At the ribbon-cutting Monday, Guy Ford, director of legislative affairs for the Ohio Housing Finance Agency, praised the welcoming community that has been created.
"This just feels like home, right here, for the folks that live here. And good for you,” he said. “I wish that every property that we are able to help finance had this welcoming kind of feel to it, and I'm happy for you for that."
Stepping Beyond the Usual
ERS and its partners make a point of creating affordable-living communities where residents have better opportunities to find joy and comfort.
Scott MacDonald, Dayton-based community president of The Huntington National Bank, was impressed with what he saw.
He said Huntington has three stated purposes: helping improve people’s lives, helping businesses thrive, and strengthening communities.

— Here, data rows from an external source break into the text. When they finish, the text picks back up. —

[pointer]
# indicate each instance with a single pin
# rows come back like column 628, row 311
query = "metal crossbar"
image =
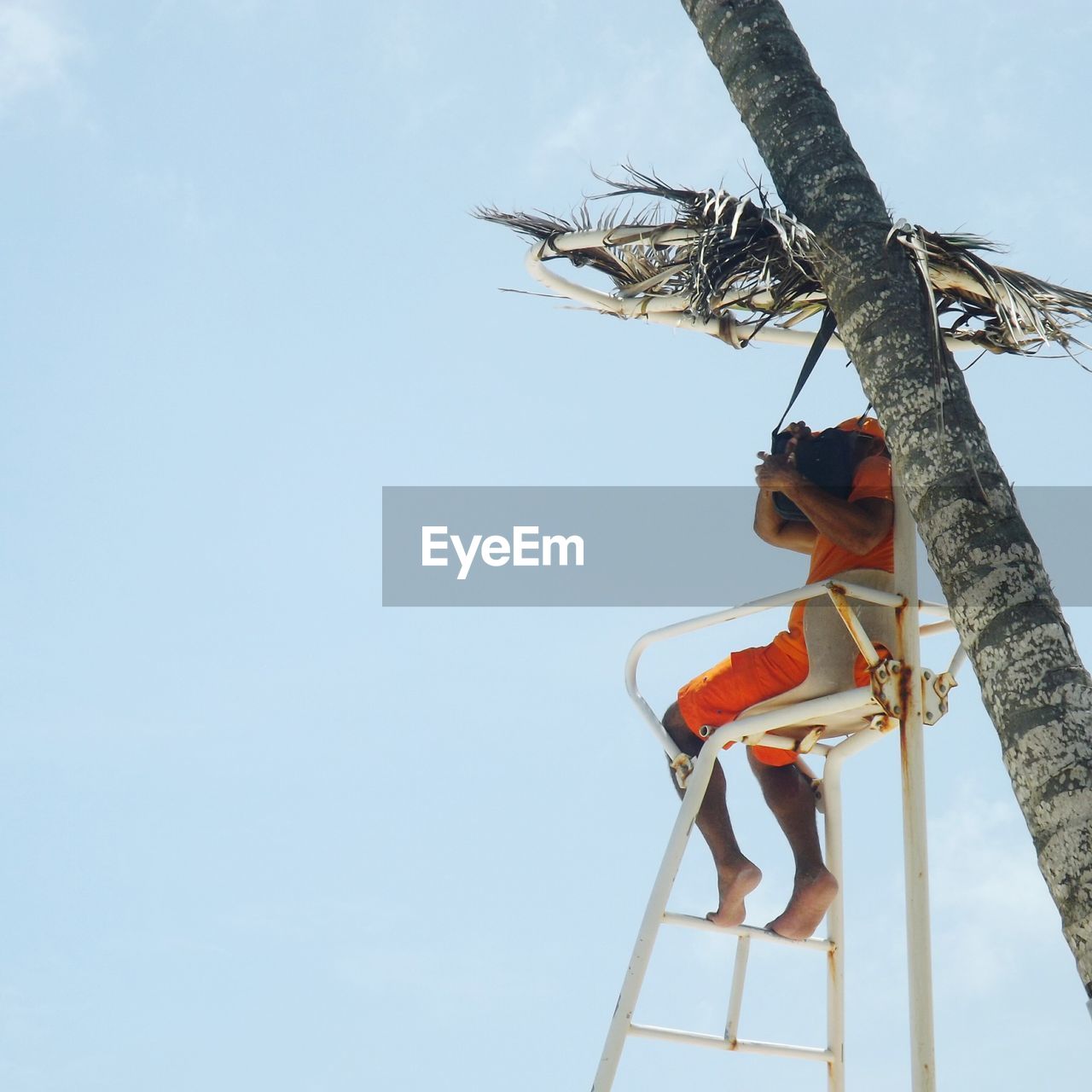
column 908, row 709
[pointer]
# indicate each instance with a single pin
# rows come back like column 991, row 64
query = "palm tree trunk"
column 1037, row 690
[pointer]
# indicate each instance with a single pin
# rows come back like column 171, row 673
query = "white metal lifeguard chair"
column 721, row 254
column 827, row 716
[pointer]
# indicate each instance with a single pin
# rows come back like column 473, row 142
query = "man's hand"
column 779, row 473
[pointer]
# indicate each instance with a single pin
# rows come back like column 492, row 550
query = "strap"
column 826, row 328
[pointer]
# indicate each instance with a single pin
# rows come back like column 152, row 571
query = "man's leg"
column 736, row 876
column 792, row 802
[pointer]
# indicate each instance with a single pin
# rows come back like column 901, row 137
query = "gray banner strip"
column 590, row 546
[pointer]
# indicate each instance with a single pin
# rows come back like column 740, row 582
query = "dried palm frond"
column 713, row 253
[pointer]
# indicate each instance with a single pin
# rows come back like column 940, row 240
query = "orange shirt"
column 872, row 479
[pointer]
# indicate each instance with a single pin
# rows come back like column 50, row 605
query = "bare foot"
column 812, row 893
column 734, row 885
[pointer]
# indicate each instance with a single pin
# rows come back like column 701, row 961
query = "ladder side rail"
column 696, row 785
column 736, row 996
column 912, row 756
column 835, row 915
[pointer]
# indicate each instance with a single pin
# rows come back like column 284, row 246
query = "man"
column 855, row 533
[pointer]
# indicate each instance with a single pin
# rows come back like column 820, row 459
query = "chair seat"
column 845, row 723
column 833, row 655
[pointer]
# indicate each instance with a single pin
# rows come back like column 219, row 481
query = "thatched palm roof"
column 714, row 253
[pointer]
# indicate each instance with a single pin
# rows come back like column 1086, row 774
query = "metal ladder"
column 901, row 694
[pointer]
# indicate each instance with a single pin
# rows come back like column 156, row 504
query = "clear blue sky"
column 261, row 833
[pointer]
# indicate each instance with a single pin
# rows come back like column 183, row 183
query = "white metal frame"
column 920, row 694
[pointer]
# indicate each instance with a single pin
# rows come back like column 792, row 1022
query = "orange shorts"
column 744, row 679
column 741, row 681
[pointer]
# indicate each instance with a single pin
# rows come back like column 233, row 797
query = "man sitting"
column 855, row 533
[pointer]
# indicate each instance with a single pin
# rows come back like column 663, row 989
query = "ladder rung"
column 720, row 1043
column 745, row 931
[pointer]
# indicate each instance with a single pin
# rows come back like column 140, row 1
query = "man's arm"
column 857, row 526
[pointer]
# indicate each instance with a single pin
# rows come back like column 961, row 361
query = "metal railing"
column 901, row 700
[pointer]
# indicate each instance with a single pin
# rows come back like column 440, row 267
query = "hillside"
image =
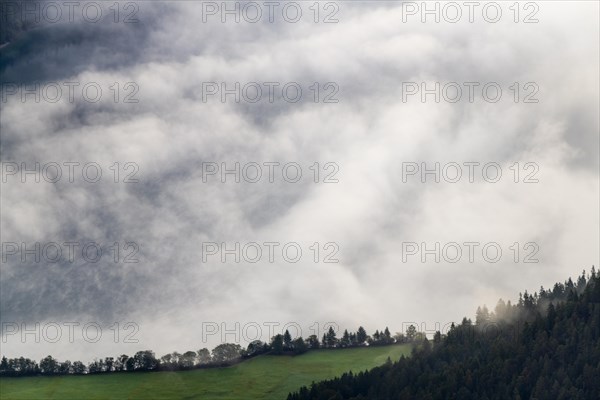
column 546, row 347
column 262, row 377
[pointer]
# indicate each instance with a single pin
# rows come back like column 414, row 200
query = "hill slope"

“And it’s projects like this that allow us to live out our purpose. This is what makes banking fun,” he said.
Huntington, Richwood Bank, and CareSource were among the banks involved, along with U.S. Bancorp Community Development Corporation (USBCDC).
ERS says the apartments, like those at its other affordable-living communities, are built to the quality of ones that would rent at market rates.

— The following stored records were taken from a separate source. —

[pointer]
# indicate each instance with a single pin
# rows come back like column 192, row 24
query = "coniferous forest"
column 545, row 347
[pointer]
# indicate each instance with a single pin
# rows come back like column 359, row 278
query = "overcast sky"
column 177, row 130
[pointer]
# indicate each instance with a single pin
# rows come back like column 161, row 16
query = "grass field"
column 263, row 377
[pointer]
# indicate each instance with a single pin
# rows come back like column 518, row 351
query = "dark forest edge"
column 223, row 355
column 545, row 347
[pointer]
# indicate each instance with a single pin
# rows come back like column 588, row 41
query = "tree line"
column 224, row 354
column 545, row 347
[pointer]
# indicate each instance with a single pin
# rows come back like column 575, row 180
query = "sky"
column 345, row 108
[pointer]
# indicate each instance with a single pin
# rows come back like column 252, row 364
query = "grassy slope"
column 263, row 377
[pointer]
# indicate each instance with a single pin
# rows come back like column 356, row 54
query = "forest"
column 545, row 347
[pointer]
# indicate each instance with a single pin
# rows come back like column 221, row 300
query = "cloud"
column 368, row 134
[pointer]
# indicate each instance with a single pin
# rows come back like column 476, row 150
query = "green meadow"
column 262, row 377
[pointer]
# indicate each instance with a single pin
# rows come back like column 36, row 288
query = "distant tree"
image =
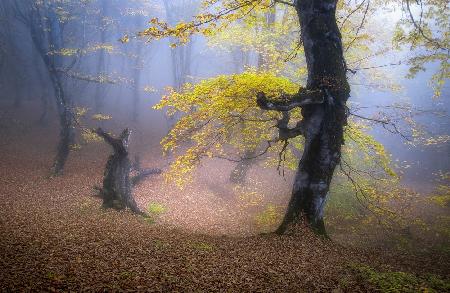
column 323, row 101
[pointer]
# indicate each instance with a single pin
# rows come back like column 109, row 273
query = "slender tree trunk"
column 117, row 182
column 100, row 88
column 323, row 123
column 66, row 132
column 137, row 83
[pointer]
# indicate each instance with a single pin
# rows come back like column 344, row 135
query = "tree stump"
column 116, row 191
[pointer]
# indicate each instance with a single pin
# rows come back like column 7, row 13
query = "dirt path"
column 55, row 237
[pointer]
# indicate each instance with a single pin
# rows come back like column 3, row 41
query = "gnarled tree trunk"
column 323, row 123
column 323, row 104
column 117, row 183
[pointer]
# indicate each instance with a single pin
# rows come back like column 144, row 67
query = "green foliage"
column 220, row 113
column 155, row 210
column 400, row 281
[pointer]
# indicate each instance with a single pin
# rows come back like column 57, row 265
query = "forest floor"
column 54, row 236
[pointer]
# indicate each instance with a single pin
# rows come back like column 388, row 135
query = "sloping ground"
column 55, row 237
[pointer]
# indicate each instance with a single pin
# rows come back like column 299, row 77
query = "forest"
column 224, row 146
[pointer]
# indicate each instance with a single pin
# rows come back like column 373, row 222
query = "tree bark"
column 323, row 123
column 117, row 183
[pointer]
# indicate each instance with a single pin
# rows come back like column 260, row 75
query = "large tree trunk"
column 323, row 123
column 117, row 183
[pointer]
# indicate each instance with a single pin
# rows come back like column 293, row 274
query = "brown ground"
column 54, row 236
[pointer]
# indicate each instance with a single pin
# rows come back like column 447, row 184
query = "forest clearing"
column 224, row 146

ERS Vice President of Affordable Living James “Jimmy” Wilson thanked the ERS team members.
“I especially want to thank our dedicated staff at this site for all their work to make the lives of our residents and future residents one filled with freedom, choice and purpose, and to give them an opportunity to thrive,” Wilson said.

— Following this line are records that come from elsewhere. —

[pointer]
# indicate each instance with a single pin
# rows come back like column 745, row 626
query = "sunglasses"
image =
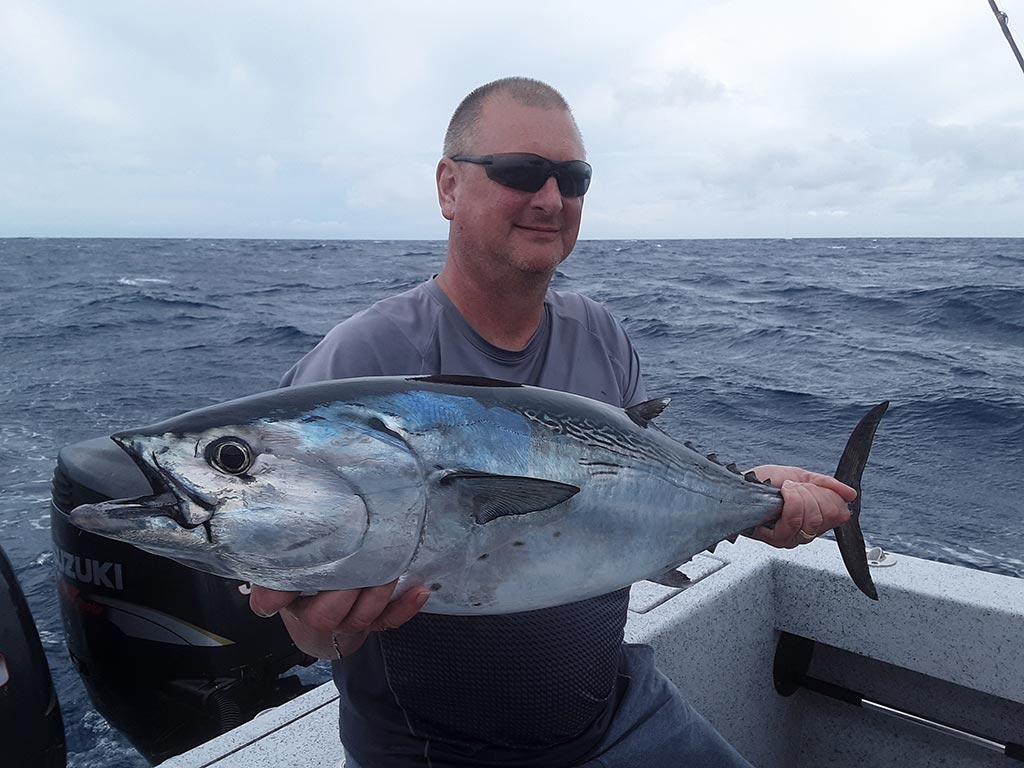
column 526, row 172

“I am very blessed by the residents,” Krimm said. Aside from the tidy community garden surrounded by a tidy picket fence and the community room, “Having the service coordinator is a vital piece of the puzzle,” in helping residents feel welcome, and looking forward to sharing time together, Krimm said.
Bobby Maly, CEO of The Model Group, said his company has worked on about 30 communities with ERS.
“They are a special group who are totally focused on the quality of life of their residents,” he said. “My own grandfather lived in one of their communities (Marjorie P. Lee), and I experienced that first-hand.”